Martian Update

Martian Movie _

I just returned from the movie, The Martian, with Matt Damon. I dreaded seeing it because I was disappointed with the book. But I considered it research, part of my self-education into the world of sci-fi. The movie is about as good as the book.

On the plus side, the pictures are fantastic, better than Gravity. I’m glad I saw it on the big screen (in 2D. 3D doesn’t do much for me except cause a headache). I really got a feeling for the Red Planet and a visceral sense of what an exploratory colony might be like. That’s the magic that movies conjure best.

The acting was surprisingly good, especially by Matt Damon, who has matured well, and by Michael Peña, who is consistently interesting.

On the dark side was the music, dreadful, annoying, way-too-loud disco. Yes, in the book there was a running joke about that being the only music left behind at the Mars base, but mercifully, a book is silent. Maybe I’m the wrong demo, but this was some seriously bad music, and worse, it was inconsistent with the mood of the story. It was joke music, and this story was a drama. It was a bad choice for both those reasons. Silence would have been the more realistic sound track, or barring that, something grand. Think 2001: A Space Odyssey. (Clarification: I love disco and I’m sorry its moment has passed, but I’m not indiscriminate.) If Scott was trying to poke Kubrick in the eye, he did, but he poked himself in the other eye. The sound engineering was otherwise decent, with lots of nice whining electrical motors and crackling radios.

I am sorry to report the screenplay was even worse than Weir’s original novel. It lacked even the meager wit of the book (except for the obvious fuck-you jokes, and even there, the f-bomb was censored out, so they couldn’t even get that right). Likewise, in the book, the Kristin Wiig character was a colorful, foul-mouthed PR person, but by the time the delicate-daisy censors got done, she had no lines left, yet nobody had the sense, or the authority to simply cut the character so she became deadwood.

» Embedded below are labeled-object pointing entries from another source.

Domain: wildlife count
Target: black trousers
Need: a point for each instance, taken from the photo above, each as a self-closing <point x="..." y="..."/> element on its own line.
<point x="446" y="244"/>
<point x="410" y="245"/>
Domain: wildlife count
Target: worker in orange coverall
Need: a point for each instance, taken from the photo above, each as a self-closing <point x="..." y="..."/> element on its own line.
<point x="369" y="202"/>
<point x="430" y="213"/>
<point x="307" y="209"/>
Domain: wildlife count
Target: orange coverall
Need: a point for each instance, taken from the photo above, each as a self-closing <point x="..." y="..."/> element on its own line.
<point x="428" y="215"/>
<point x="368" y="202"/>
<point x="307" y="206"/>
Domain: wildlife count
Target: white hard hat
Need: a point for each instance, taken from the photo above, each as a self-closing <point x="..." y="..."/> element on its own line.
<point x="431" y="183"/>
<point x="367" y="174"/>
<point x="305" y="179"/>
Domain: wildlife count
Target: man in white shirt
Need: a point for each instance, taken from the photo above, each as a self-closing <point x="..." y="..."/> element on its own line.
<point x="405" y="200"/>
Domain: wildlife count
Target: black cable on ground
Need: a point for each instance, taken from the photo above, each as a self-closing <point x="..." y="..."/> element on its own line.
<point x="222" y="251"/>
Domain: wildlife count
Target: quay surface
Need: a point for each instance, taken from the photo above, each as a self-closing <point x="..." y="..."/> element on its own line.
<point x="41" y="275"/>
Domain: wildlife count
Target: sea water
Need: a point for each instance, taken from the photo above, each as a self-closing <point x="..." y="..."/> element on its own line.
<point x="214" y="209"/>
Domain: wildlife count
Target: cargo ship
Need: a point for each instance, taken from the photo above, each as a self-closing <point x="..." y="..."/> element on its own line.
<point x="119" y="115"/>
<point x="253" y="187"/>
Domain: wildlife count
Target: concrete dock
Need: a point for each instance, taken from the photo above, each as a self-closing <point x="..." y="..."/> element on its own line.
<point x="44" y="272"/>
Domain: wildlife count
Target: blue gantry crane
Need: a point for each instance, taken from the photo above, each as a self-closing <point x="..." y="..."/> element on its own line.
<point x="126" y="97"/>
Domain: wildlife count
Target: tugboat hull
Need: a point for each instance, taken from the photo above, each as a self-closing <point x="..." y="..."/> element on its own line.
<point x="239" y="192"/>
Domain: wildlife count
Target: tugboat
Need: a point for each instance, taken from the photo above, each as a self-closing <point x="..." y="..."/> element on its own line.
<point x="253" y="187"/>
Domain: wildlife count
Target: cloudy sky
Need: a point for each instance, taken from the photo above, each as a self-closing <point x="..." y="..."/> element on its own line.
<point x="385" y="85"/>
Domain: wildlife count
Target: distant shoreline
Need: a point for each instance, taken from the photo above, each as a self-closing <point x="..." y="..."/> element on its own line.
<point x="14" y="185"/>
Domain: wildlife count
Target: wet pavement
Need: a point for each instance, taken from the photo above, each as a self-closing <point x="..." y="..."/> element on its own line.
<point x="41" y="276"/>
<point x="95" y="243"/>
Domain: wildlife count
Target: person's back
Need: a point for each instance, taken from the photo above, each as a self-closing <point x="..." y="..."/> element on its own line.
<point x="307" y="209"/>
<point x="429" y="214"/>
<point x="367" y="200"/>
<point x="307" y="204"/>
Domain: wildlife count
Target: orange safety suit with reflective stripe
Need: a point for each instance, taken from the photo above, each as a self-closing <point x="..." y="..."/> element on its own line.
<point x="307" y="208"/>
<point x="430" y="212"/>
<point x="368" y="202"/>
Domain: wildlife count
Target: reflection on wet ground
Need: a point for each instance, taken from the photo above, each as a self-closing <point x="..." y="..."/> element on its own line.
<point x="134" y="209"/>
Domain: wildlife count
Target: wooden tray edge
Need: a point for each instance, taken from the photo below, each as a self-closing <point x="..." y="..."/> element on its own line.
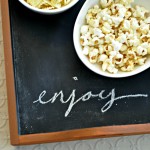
<point x="82" y="134"/>
<point x="9" y="74"/>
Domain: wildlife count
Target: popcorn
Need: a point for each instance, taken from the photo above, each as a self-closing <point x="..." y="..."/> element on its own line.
<point x="116" y="45"/>
<point x="116" y="36"/>
<point x="84" y="29"/>
<point x="98" y="33"/>
<point x="105" y="3"/>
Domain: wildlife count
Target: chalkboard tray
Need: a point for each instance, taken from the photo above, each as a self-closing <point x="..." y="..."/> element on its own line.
<point x="52" y="96"/>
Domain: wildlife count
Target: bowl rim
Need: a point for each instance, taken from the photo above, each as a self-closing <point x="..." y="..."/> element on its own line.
<point x="72" y="3"/>
<point x="89" y="65"/>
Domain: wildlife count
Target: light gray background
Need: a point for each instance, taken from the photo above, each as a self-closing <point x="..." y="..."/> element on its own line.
<point x="141" y="142"/>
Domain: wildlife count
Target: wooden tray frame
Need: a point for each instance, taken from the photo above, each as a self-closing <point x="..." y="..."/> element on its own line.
<point x="69" y="135"/>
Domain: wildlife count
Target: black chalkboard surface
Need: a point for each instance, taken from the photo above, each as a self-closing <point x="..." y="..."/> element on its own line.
<point x="54" y="91"/>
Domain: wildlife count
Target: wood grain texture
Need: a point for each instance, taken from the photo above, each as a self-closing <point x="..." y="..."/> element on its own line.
<point x="55" y="136"/>
<point x="9" y="73"/>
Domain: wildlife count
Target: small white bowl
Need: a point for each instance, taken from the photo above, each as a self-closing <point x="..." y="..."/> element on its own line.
<point x="49" y="12"/>
<point x="94" y="67"/>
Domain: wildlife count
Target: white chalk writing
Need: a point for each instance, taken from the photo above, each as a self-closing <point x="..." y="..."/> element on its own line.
<point x="72" y="100"/>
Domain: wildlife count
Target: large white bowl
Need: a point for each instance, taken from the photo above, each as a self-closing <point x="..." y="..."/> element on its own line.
<point x="94" y="67"/>
<point x="49" y="12"/>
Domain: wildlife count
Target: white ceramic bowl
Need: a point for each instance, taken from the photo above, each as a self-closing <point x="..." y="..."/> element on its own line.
<point x="49" y="12"/>
<point x="94" y="67"/>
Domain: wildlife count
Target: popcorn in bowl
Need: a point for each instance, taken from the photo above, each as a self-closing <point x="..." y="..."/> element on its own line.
<point x="116" y="35"/>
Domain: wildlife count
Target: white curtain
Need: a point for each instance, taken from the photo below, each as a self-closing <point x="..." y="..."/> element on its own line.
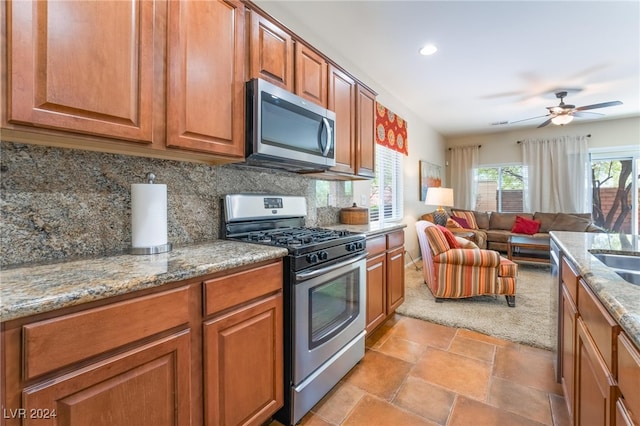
<point x="558" y="175"/>
<point x="464" y="162"/>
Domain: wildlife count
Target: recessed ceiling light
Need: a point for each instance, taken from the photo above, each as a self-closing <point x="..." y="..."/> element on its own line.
<point x="428" y="49"/>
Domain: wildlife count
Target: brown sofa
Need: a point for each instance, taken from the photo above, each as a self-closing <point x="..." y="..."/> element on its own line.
<point x="494" y="228"/>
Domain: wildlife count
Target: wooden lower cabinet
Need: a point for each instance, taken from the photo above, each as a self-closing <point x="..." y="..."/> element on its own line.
<point x="395" y="278"/>
<point x="243" y="362"/>
<point x="599" y="366"/>
<point x="148" y="385"/>
<point x="210" y="346"/>
<point x="376" y="291"/>
<point x="595" y="391"/>
<point x="385" y="277"/>
<point x="568" y="346"/>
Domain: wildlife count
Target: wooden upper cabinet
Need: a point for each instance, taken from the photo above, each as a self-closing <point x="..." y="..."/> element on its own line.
<point x="311" y="75"/>
<point x="270" y="52"/>
<point x="342" y="101"/>
<point x="82" y="66"/>
<point x="365" y="132"/>
<point x="205" y="76"/>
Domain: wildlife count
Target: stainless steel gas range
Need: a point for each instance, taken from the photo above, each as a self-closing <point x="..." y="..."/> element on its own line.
<point x="324" y="293"/>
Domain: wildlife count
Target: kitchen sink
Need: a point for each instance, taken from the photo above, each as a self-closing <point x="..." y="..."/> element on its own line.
<point x="626" y="266"/>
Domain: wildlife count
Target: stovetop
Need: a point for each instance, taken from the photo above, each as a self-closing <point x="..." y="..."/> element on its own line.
<point x="296" y="237"/>
<point x="279" y="221"/>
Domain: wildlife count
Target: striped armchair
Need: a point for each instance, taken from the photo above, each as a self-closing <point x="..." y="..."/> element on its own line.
<point x="452" y="273"/>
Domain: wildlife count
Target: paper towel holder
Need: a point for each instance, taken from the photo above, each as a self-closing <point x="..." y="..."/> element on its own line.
<point x="162" y="248"/>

Another serious flaw was that while the main thrust of the book was to glorify critical thinking, calm rationality, and methodical problem-solving, that would be uninteresting to most people, so the writers left most of it out and instead tacked on a ridiculous, preachy ending that was not just anticlimactic and ineffective, but truly cringe-worthy.

Editing was not successful. A simple “man vs. nature” story does not take 2.5 hours to tell.

The lack of interesting characters was a holdover from the book. As in the novel, these wise-cracking, jargon-spouting characters were, like M&Ms, covered in thin, crisp, candy shells. Nobody learned, reflected, or changed. Of course it’s a kinetic adventure, so it’s hard to complain about weak characters, but I can rise to the challenge.

Those glorious images will stay with me for a long time.